Owen Yang

If you are a clinician or a biological scientist, and feel like this is out of your comfort zone, please hear me out. Because this is obviously written for you.

Over-fitting is a big issue in prediction models or in machine learning

Previously I have asked Chat GPT what over-fitting is (here). I will try to explain again here.

The purpose of machine learning is to find a prediction model that has the best prediction of the outcome (such as predicting disease, predicting treatment failure, or predicting consumers buying certain products). It (the ‘machine’) uses a dataset in which the outcome is already known, and then can try 100s, 1000s, or 10000s of predictors (if they have data of them, of course), and find the best combination of predictors that can predict the outcome in that dataset. Machine learning people would probably call it ‘training,’ as to training the machine to develop a prediction model.

When many predictors are used, it is very easy to be able to predict the outcome nearly perfectly during training, but it does not mean the prediction model can predict perfectly when it is actually used to predict the unknown. Imaging you want to predict cancer and have this factor called personal ID number, then each individual would have their unique ID number. Using ID number you can certainly identify who have had cancer, and ‘predict’ it perfectly in that dataset. Because the ID number has absolutely no causal link to why one might have cancer, this prediction model is useless in predicting future cancer cases. If you have a lot of predictors and can differentiate individuals well enough, you will be able to ‘predict’ outcome perfectly because you can just fit your model to the data perfectly, but to an extent that has no relevance to the real use of the model. Hence it is called over-fitting.

Statistical approaches to counteract over-fitting

I bet there are many ways of counteracting over-fitting, but here I give two examples. The first one is to ‘penalise’ the model for using too many predictors or doing anything excessively to fit the data. Usually when the computer (or the machine, or SPSS or SAS, whatever) tries to ‘fit the model,’ it generates a fitness index for all the models (or model candidates) it tries, and select the model with the ‘best fit.’ Therefore, one can throw some manipulation here, and design a penalty to the fitness index when the model candidate has certain feature, for example when a model is too complex, then the priority is given to a simpler one. Remember parsimony? Read here.
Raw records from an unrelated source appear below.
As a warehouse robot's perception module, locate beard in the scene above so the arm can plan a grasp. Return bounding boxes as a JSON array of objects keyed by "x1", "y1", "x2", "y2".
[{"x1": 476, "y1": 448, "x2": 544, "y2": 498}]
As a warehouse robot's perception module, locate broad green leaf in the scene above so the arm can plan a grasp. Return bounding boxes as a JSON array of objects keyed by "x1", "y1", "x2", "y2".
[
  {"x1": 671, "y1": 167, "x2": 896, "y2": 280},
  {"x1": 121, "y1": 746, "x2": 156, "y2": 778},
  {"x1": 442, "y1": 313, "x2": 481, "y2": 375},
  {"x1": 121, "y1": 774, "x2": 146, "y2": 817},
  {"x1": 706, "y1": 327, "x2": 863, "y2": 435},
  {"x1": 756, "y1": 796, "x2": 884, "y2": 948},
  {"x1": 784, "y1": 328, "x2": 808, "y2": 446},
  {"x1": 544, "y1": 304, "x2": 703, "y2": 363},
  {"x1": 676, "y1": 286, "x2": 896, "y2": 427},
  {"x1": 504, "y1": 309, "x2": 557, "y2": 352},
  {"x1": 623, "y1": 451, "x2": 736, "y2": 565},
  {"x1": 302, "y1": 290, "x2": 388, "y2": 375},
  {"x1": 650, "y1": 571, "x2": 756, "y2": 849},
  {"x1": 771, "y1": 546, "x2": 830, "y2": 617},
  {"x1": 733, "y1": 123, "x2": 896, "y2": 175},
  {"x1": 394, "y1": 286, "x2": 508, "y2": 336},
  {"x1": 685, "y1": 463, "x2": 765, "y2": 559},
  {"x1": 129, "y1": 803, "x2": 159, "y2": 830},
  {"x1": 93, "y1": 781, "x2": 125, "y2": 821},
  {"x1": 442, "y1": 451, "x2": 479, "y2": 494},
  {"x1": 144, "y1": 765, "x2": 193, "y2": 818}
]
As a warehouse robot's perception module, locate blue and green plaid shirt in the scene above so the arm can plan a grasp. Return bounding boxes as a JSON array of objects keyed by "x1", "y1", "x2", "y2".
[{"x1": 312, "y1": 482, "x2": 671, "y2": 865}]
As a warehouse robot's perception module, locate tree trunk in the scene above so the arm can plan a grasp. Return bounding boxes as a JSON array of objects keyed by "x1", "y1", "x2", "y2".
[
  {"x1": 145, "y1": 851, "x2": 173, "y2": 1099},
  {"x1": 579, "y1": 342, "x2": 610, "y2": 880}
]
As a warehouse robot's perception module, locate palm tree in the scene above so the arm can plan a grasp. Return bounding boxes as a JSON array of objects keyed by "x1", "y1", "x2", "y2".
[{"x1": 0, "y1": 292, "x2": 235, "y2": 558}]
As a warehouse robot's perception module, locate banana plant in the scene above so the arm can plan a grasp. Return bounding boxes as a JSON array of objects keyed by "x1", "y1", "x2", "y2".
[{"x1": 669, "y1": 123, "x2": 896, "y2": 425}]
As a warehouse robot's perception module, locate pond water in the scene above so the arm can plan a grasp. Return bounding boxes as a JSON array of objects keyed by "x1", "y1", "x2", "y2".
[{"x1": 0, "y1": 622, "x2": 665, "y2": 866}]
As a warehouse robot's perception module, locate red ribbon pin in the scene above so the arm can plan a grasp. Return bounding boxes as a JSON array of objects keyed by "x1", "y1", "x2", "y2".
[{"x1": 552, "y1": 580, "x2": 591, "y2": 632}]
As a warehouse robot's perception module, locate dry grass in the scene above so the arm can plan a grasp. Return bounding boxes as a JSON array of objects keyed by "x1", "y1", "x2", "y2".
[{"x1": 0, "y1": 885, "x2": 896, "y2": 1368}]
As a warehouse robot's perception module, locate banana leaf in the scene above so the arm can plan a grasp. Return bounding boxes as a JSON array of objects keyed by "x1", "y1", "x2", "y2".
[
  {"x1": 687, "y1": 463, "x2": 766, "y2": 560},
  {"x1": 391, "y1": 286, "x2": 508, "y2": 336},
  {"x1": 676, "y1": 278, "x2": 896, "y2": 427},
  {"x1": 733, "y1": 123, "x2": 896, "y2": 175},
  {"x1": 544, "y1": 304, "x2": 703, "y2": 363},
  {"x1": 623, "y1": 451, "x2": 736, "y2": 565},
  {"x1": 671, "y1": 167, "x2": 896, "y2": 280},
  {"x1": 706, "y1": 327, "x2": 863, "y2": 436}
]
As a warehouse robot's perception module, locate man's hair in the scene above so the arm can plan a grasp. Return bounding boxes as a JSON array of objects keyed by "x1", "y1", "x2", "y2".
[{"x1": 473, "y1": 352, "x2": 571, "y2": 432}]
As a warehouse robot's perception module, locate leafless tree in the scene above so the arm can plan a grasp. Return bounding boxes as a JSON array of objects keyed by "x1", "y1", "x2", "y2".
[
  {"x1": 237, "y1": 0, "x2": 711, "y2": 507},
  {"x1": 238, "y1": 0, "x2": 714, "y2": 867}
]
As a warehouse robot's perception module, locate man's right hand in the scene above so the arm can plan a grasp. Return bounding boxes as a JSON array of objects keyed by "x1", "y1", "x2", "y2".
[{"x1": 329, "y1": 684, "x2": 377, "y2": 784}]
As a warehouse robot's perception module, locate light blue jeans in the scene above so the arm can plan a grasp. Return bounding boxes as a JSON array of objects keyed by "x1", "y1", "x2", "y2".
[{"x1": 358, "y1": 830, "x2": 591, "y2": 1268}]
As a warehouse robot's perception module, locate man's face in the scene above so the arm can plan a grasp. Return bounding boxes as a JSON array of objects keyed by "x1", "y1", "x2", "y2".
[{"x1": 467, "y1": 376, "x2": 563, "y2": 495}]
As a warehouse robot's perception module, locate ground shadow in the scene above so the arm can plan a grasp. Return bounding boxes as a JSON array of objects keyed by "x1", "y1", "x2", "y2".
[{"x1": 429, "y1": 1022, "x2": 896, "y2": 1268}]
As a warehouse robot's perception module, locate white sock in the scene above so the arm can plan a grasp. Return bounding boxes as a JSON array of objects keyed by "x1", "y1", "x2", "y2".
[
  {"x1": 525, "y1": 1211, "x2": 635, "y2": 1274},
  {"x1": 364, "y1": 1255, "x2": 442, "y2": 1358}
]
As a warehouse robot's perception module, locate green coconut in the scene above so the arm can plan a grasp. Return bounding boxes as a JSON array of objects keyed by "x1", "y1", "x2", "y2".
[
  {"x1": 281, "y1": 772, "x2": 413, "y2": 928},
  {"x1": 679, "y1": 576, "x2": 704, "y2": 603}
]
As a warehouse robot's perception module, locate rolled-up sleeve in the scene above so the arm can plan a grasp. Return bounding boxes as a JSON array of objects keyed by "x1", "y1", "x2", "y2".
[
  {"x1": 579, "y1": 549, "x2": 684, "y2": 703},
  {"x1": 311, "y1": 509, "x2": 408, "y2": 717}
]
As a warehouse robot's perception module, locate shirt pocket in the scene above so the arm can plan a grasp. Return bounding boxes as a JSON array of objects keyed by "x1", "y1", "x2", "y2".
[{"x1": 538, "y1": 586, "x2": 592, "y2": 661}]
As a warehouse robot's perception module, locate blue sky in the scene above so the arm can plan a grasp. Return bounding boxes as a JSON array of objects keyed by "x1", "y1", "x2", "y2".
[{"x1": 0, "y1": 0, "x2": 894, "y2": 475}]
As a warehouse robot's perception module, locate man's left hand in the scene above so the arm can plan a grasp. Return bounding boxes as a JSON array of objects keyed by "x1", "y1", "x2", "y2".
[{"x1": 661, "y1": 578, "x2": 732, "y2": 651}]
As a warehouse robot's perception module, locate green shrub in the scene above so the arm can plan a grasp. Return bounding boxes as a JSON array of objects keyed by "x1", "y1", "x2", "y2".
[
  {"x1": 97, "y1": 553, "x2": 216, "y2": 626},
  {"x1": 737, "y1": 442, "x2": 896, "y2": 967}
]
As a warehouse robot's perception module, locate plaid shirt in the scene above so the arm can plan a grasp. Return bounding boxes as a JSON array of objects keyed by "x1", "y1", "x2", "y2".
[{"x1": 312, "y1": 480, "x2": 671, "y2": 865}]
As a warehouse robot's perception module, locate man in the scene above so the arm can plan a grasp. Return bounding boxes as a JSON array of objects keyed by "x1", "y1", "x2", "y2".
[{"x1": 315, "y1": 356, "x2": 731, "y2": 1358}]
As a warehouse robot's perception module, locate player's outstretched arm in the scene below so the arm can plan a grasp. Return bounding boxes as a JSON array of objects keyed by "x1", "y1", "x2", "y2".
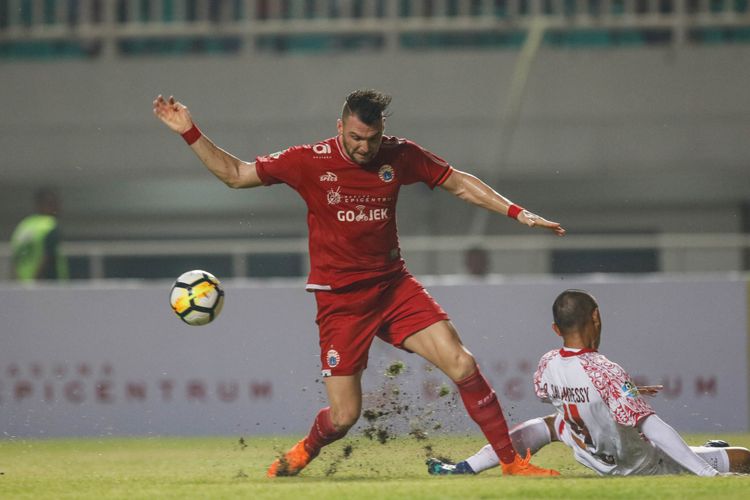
[
  {"x1": 441, "y1": 170, "x2": 565, "y2": 236},
  {"x1": 153, "y1": 95, "x2": 263, "y2": 188}
]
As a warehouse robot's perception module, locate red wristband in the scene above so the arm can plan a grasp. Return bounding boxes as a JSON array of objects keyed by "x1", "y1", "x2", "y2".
[
  {"x1": 182, "y1": 123, "x2": 203, "y2": 146},
  {"x1": 508, "y1": 203, "x2": 524, "y2": 219}
]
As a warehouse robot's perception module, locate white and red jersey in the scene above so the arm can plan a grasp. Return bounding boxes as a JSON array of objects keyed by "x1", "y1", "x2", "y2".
[
  {"x1": 255, "y1": 136, "x2": 453, "y2": 290},
  {"x1": 534, "y1": 349, "x2": 663, "y2": 475}
]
A second approach that is interesting is pre- or post-selecting one factor to represent many factors. When the computer (or the machine) finds a few factors are more or less alike, it could decide to choose one of them to represent them so that the number of total predictors it needs to try is reduced. For example, when you have body weight, body mass index, waist circumference, hip circumference, body fat percentages all in your basket, in major circumstances you may not gain much by using them all.

These methods help to address some over-fitting issues and sometimes called model shrinkage or regularisation techniques. It is not easy for me to explain why they are called these names, and so you will have to look up for yourself.

Who should be doing the model shrinkage?

This is the real topic where I try to get at, but it is difficult to get to this point without explaining all the things above.

There are many reasons that we prefer one model to another. Despite the naive utilitarian view that the best model is a model that works, most of the time a model has to make sense in order to work. The machine ‘knows’ it and is trying to do it, but without the right information fed to the machine, the only thing it can do is to try the number and fiddle with the fitness index.

It is really not appropriate for a human not to look for the right information to feed the machine, but who has the ability to do so? For example, when we try to predict cancer risk in the general population, I am asked why I do not include the genomic or metabolomic factors, which has apparently been shown to predict some cancer risk. How do you answer this question? Is it appropriate to add the factors, and then ask the computer to shrink so that the over-fitting problem can be taken care of? In which scenario can you use these metabolomic factors to predict cancer risk in the general population? Who will be in charge of designing the penalty in the fitness index and how? More importantly, do we need to care about this?

It is also common to see people try to use (conventional) machine learning to predict risk of disease using previous medical history without attempt to ‘teach’ the machine what they mean, and praying the machine to make sense of it. How does the machine know why patients who are diagnosed with hepatitis A would not be given a diagnosis of jaundice? How does the machine know why patients who have a diagnosis of hypothyroidism are recorded to have ‘medication review’ instead of ‘hypothyroidism review’ if they also have hypertension and diabetes? Is your training data sufficient for the computer to know it? If not, how can you expect the computer to choose the best factor to represent others?